Bombay March Tells Independence Story Children Join Freedom Fighters To Mark 50 Years Of Free India
Led by those who fought for India’s freedom 50 years ago, nearly 150,000 children marched through the streets of Bombay on Saturday to celebrate the anniversary of the country’s independence.
Chanting “Long Live Mother India,” children held hands with nearly 2,500 freedom fighters to recreate the 1942 Quit India movement that forced the British to grant independence five years later.
“Revival of these memories is important for the younger generation,” said Pramod Navalkar, state government minister.
Traditional folk melody blended with martial music as warriors astride horses and soldiers in jeeps paid homage to those killed in the struggle.
Horse-driven chariots from the Victorian era pulled up near a stage decorated with brown-and-white tribal paintings and the national tricolor of green, saffron and white.
Bhartesh Verlekar pushed his grandmother’s wheelchair into a room near the Martyrs’ Memorial in the city center.
“I never learned history from the textbook. She (grandmother) taught me everything from Gandhi to the politicians of today,” said Verlekar, 21, who is studying computer engineering.
His grandmother, Mathurabai Lotlikar, 85, recalled that she was arrested in 1930 for hoisting India’s flag in defiance of British law. Today, she rails against endemic corruption.
Prime Minister Inder Kumar Gujral echoed her views in a speech he gave at the sprawling Kranti Maidan grounds, where Mohandas Gandhi, leader of India’s independence movement, first asked the British rulers to leave the country.

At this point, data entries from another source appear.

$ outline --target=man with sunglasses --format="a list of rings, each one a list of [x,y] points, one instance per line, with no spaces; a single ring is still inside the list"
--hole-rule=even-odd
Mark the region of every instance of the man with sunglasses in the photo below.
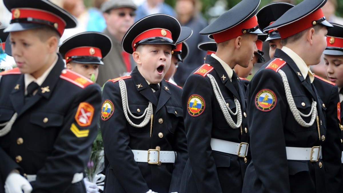
[[[100,86],[110,79],[129,73],[137,65],[132,56],[123,50],[121,44],[124,35],[133,24],[137,9],[131,0],[110,0],[101,5],[107,26],[103,33],[111,38],[113,47],[104,58],[106,65],[99,68],[101,76],[98,78],[96,83]]]

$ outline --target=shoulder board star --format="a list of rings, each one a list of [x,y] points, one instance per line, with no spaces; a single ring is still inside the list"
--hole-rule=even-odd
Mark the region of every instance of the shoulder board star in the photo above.
[[[112,79],[112,80],[110,80],[108,81],[110,81],[111,82],[113,82],[114,83],[115,82],[118,82],[118,81],[119,81],[121,80],[125,80],[126,79],[127,79],[128,78],[131,78],[131,76],[127,75],[118,78],[116,78],[114,79]]]
[[[214,69],[214,68],[211,65],[208,64],[205,64],[198,68],[198,70],[193,73],[200,75],[205,77]]]
[[[62,70],[60,78],[82,88],[94,83],[90,80],[68,69]]]
[[[42,93],[45,93],[46,92],[50,92],[50,90],[49,89],[49,86],[40,88],[40,89],[42,89]]]
[[[225,79],[226,78],[226,77],[225,77],[225,76],[224,76],[224,75],[223,75],[223,76],[222,76],[221,78],[222,78],[223,79],[223,80],[225,80]]]
[[[275,72],[277,72],[283,66],[285,65],[286,62],[281,58],[275,58],[270,62],[269,64],[265,67],[266,69],[271,69]]]

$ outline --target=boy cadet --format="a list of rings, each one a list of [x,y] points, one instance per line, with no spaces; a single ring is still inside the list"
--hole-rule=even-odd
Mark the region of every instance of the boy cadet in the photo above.
[[[64,29],[76,21],[48,1],[4,3],[12,14],[5,31],[19,68],[0,74],[0,186],[7,192],[84,192],[100,89],[64,69],[56,52]]]
[[[112,49],[112,41],[103,33],[88,32],[68,38],[60,46],[59,52],[66,59],[66,67],[96,82],[99,65]],[[92,80],[93,79],[93,80]]]
[[[257,13],[258,20],[259,21],[267,21],[266,22],[261,22],[259,23],[260,26],[266,27],[268,26],[268,23],[273,22],[276,20],[276,18],[278,18],[281,16],[280,13],[284,13],[287,10],[294,7],[291,4],[283,2],[279,2],[270,3],[263,7]],[[332,32],[334,31],[332,28],[329,29],[328,31]],[[270,30],[268,32],[268,38],[269,40],[270,48],[269,55],[271,58],[273,58],[274,53],[276,48],[281,49],[282,46],[281,44],[281,37],[277,29],[275,30]],[[324,50],[324,52],[325,52]],[[262,67],[262,69],[265,68],[269,64],[267,63]],[[328,140],[335,141],[336,143],[339,141],[339,138],[337,135],[339,130],[337,129],[337,118],[335,116],[332,115],[338,113],[339,110],[339,105],[338,97],[336,93],[337,92],[337,87],[335,85],[334,83],[328,81],[321,77],[314,74],[315,78],[313,80],[313,84],[315,85],[318,93],[319,98],[321,100],[323,104],[325,106],[324,113],[326,114],[326,118],[327,127],[328,129],[335,130],[335,133],[329,132],[326,135],[325,138]],[[333,137],[329,136],[330,134],[333,134],[334,137]],[[323,145],[323,149],[326,148],[329,149],[333,152],[337,152],[339,151],[337,149],[339,147],[337,145],[334,145],[335,144],[326,143]],[[326,148],[326,146],[330,146],[330,144],[333,144],[333,146],[330,146]],[[323,154],[326,153],[324,151]],[[327,156],[326,156],[327,157]],[[330,156],[329,156],[330,158]],[[337,159],[328,159],[324,157],[322,160],[326,164],[326,169],[327,170],[326,172],[326,179],[328,182],[329,185],[327,185],[328,192],[335,192],[338,191],[340,192],[341,177],[340,176],[341,169],[339,168],[338,165],[339,161]]]
[[[188,157],[182,90],[163,78],[180,29],[171,16],[152,15],[123,38],[138,65],[104,88],[100,124],[109,162],[104,192],[179,192]]]
[[[181,192],[240,192],[248,159],[246,97],[234,71],[257,52],[259,0],[243,0],[200,32],[215,54],[188,77],[182,95],[189,159]]]
[[[173,77],[176,72],[177,67],[179,66],[179,62],[182,62],[184,60],[187,58],[188,55],[188,46],[185,42],[193,34],[193,30],[190,28],[186,26],[181,27],[181,33],[180,37],[175,44],[176,48],[173,49],[172,56],[172,63],[170,67],[164,75],[164,79],[166,80],[176,84],[176,83],[170,78]]]
[[[327,47],[324,51],[324,60],[325,62],[325,71],[329,79],[336,83],[339,88],[340,102],[339,104],[342,109],[341,103],[343,101],[343,26],[332,23],[333,27],[329,29],[327,36]],[[340,122],[340,127],[343,130],[342,125],[343,113],[340,110],[338,116]],[[343,133],[341,132],[341,135]],[[341,143],[343,141],[343,135],[341,136]],[[343,143],[342,149],[343,149]],[[343,163],[343,156],[341,157],[341,163]]]
[[[323,84],[316,82],[330,84],[308,67],[320,61],[332,26],[320,9],[326,1],[305,0],[264,30],[278,30],[284,46],[248,88],[252,159],[243,192],[341,191],[338,121],[325,116],[337,115],[336,98],[321,98],[318,91],[324,90],[314,86]]]

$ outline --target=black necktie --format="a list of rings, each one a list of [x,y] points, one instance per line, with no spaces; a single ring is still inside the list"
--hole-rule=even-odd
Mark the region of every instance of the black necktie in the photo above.
[[[159,90],[159,86],[157,84],[150,84],[150,86],[151,88],[155,90],[155,92],[154,93],[158,99],[159,97],[159,93],[161,92],[161,90]]]
[[[27,88],[26,89],[27,94],[25,96],[25,103],[27,102],[30,98],[33,96],[33,92],[39,87],[38,84],[34,82],[32,82],[27,86]]]

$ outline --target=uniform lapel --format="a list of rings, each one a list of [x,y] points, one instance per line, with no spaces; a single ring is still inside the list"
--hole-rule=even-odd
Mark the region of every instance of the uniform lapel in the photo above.
[[[136,86],[136,88],[137,90],[149,101],[152,103],[155,106],[157,106],[158,103],[157,97],[154,94],[153,91],[149,86],[146,81],[138,71],[137,67],[135,68],[132,71],[131,73],[131,77],[133,81],[133,83]],[[162,92],[162,91],[161,92]]]
[[[170,90],[169,90],[169,88],[168,86],[168,84],[164,79],[162,79],[159,84],[161,93],[159,94],[158,103],[157,105],[157,107],[156,108],[156,112],[163,106],[164,104],[166,104],[171,95]]]

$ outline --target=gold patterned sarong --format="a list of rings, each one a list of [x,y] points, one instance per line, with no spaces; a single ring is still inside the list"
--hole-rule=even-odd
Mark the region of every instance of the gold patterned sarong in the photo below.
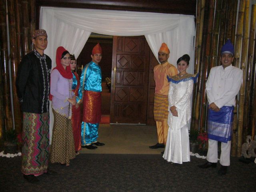
[[[154,100],[154,118],[163,121],[168,118],[168,96],[155,93]]]
[[[101,93],[84,91],[84,94],[83,121],[99,123],[101,118]]]

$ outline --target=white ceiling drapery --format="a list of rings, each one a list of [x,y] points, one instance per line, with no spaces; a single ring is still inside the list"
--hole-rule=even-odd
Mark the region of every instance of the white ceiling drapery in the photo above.
[[[156,58],[164,42],[170,51],[169,62],[176,66],[178,58],[188,54],[192,59],[188,72],[193,73],[193,16],[46,7],[41,7],[40,15],[40,28],[48,35],[45,52],[53,60],[53,67],[58,47],[63,46],[78,56],[91,33],[94,32],[118,36],[144,35]]]

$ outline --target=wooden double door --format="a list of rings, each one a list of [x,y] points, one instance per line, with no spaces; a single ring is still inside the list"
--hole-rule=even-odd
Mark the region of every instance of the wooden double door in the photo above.
[[[110,122],[149,124],[157,61],[144,36],[114,36],[113,42]]]

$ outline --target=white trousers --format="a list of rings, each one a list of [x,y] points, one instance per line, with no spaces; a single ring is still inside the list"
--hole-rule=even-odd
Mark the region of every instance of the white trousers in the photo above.
[[[208,152],[206,159],[211,163],[218,162],[218,141],[209,139],[208,140]],[[230,149],[231,141],[227,143],[221,142],[221,153],[220,158],[220,163],[223,166],[229,166],[230,164]]]

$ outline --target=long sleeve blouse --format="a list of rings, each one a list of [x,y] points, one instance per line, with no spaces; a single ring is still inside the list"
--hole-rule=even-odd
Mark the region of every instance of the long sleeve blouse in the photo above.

“Corruption has destroyed the common man’s life,” Gujral said. “Corruption is eating up our country.”
He said that caste and religious riots that frequently erupt across the country can be fought with love and understanding.
“The young generation can help us in this,” he said.
Outside the stadium, a handful of demonstrators shouted anti-Gujral slogans and protested his taking part in a meeting attended by a rightist politician critical of Gandhi.
Inside, Vikram Pathe said he was proud to join in the celebrations, but stressed that India still faces huge challenges. “I wish it were true when I sing words like: ‘Let us take a pledge to wipe tears from every eye,”’ said Pathe, one of the 320 artists participating in a dance-drama sequence re-enacting the freedom struggle.
Freedom fighters outside the stadium led torch processions in the suburbs.
“We may not have achieved all our goals since independence, but India has seen a lot of progress. We need another revolution,” said Moreshwar Nachane, who was jailed by the British for two years for conspiring to blow up a rail tunnel near Bombay in 1942.
A 5.3-mile-long banner will be carried today from the city center to the suburbs by a chain of 20,000 people. It is painted with the word “Freedom” and other slogans in 14 of the country’s official languages. The human chain will end with the formation of the map of India.